Accuracy • Closeness between a value v and a value v’, considered as the correct representation of the real-world phenomenon that v aims to represent. • Ex: for a person name “John”, v’=John is correct, v=Jhn is incorrect • Syntatic accuracy: closeness of a value v to the elements of the corresponding definition domain D • Ex: if v=Jack, even if v’=John , v is considered syntactically correct • Measured by means of comparison functions (e.g., edit distance) that returns a score • Semantic accuracy: closeness of the value v to the true value v’ • Measured with a <yes, no> or <correct, not correct> domain • Coincides with correctness • The corresponding true value has to be known
Ganularity of accuracy definition • Accuracy may refer to: • a single value of a relation attribute • an attribute or column • a relation • the whole database • Example of metric to quantify data accuracy: • Ratio calculated between accurate values and the total number of values.

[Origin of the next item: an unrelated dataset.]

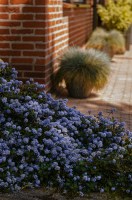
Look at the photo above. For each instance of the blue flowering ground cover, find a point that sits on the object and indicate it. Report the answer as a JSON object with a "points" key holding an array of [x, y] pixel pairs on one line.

Completeness • “The extent to which data are of sufficient breadth, depth, and scope for the task in hand.” • Three types: • Schema completeness: degree to which concepts and their properties are not missing from the schema • Column completeness: measure of the missing values for a specific property or column in a table. • Population completeness: evaluates missing values with respect to a reference population
Completeness of relational data • The completeness of a table characterizes the extent to which the table represents the real world. • Can be characterized wrt: • The presence/absence and meaning of null values • Ex: Person(name, surname, birthdate, email), if email is null may indicate the person has no mail (no incompleteness), email exists but is not known (incompletenss), is is not known whether Person has an email (incompleteness may not be the case) • Validity of open world assumption (OWA) or closed world assumption (CWA) • OWA: cannot state neither the truth or falsity of facts not represented in the tuples of a relation • CWA: only the values actually present in a relational table and no other values represent facts of the real world.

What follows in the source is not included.